Sunday June 16, 2013 from 3pm to 6pm, Celebrate Juneteenth with the Authors of Envisioning Emancipation; Black Americans and the End of Slavery
Book Signing & Talk
With the Authors of Envisioning Emancipation; Black Americans and the End of Slavery by Deborah Willis and Barbara Krauthamer
Free & Open to the Public
Deborah Willis, leading historian and curator of African American photography and culture, is Chair and Professor of Photography and Imaging at Tisch School of the Arts at New York University. Her most recent books are Posing Beauty: African American Images from the 1890s to the Present and Black Venus 2010: They Called Her “Hottentot”(Temple).
Barbara Krauthamer is Assistant Professor of History at the University of Massachusetts-Amherst. She is the author of Black Slaves, Indian Masters: Slavery, Emancipation, and Citizenship in the Native American South as well as many articles and essays on the history of slavery and emancipation.
Envisioning Emancipation Black Americans and the End of Slavery
What freedom looked like for Black Americans in the Civil War era
In their pioneering book, Envisioning Emancipation: Black Americans and the End of Slavery(Publication Date: January 1, 2013), renowned photographic historian Deborah Willis and historian of slavery Barbara Krauthamer have amassed 150 photographs—some never before published—from the antebellum days of the 1850s through the New Deal era of the 1930s.
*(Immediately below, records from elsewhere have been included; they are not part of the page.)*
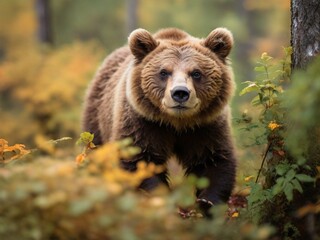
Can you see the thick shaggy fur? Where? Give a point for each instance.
(132, 96)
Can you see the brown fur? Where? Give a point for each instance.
(130, 97)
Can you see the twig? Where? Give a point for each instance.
(263, 160)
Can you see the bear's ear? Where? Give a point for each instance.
(219, 41)
(141, 43)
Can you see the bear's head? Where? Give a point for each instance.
(178, 79)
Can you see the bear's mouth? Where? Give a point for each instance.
(180, 107)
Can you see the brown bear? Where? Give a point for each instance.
(169, 92)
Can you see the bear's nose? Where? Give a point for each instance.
(180, 94)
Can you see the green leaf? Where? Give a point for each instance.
(252, 87)
(290, 175)
(288, 191)
(296, 185)
(277, 188)
(260, 69)
(304, 178)
(256, 101)
(281, 169)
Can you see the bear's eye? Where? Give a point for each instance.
(196, 75)
(164, 74)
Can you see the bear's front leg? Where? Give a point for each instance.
(150, 183)
(220, 170)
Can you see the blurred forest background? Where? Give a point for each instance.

The authors vividly display the seismic impact of emancipation on African Americans born before and after the Proclamation, providing a perspective on freedom and slavery and a way to understand the photos as documents of engagement, action, struggle, and aspiration.
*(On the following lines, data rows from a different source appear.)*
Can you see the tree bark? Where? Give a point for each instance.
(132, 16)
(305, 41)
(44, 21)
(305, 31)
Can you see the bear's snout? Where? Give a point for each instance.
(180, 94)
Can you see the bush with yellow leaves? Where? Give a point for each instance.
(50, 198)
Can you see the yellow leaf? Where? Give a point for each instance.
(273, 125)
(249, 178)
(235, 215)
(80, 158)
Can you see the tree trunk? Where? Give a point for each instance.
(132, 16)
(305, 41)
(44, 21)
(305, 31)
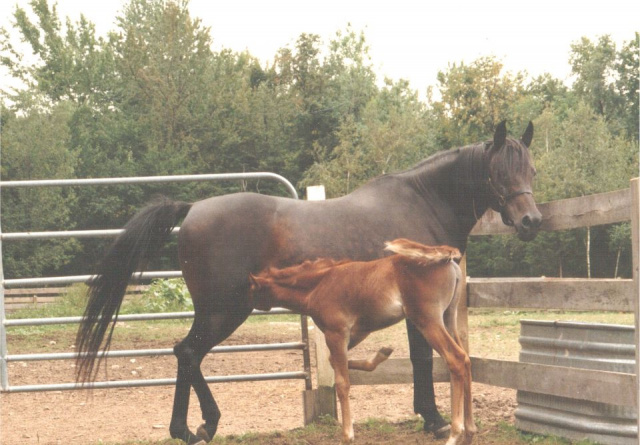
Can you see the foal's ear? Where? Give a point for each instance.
(500, 135)
(527, 136)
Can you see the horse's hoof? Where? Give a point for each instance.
(440, 428)
(195, 440)
(203, 435)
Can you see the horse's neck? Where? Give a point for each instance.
(455, 179)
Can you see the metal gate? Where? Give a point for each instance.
(5, 357)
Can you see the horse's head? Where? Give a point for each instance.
(509, 180)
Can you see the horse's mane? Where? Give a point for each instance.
(421, 254)
(302, 276)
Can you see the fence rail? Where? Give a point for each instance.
(545, 293)
(5, 323)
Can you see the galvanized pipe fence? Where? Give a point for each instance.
(5, 357)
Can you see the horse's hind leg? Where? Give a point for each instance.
(205, 333)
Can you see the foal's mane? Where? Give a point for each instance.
(421, 254)
(302, 276)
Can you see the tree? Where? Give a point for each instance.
(607, 80)
(474, 98)
(34, 147)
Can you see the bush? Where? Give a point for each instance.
(167, 296)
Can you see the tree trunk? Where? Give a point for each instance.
(615, 273)
(588, 242)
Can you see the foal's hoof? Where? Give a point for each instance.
(385, 351)
(440, 428)
(203, 435)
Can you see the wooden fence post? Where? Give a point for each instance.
(635, 252)
(321, 401)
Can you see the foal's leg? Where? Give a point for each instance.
(450, 321)
(337, 344)
(424, 400)
(371, 364)
(458, 363)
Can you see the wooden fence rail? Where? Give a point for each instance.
(546, 293)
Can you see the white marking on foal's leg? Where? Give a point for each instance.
(371, 364)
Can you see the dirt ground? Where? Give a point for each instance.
(129, 414)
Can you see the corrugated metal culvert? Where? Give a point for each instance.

Envisioning Emancipation illustrates what freedom looked like for black Americans in the Civil War era. From photos of the enslaved on plantations and African American soldiers and camp workers in the Union Army to Juneteenth celebrations, slave reunions, and portraits of black families and workers in the American South, the images in this book challenge perceptions of slavery. They show not only what the subjects emphasized about themselves but also the ways Americans of all colors and genders opposed slavery and marked its end.
Filled with powerful images of lives too often ignored or erased from historical records, Envisioning Emancipation provides a new perspective on American culture.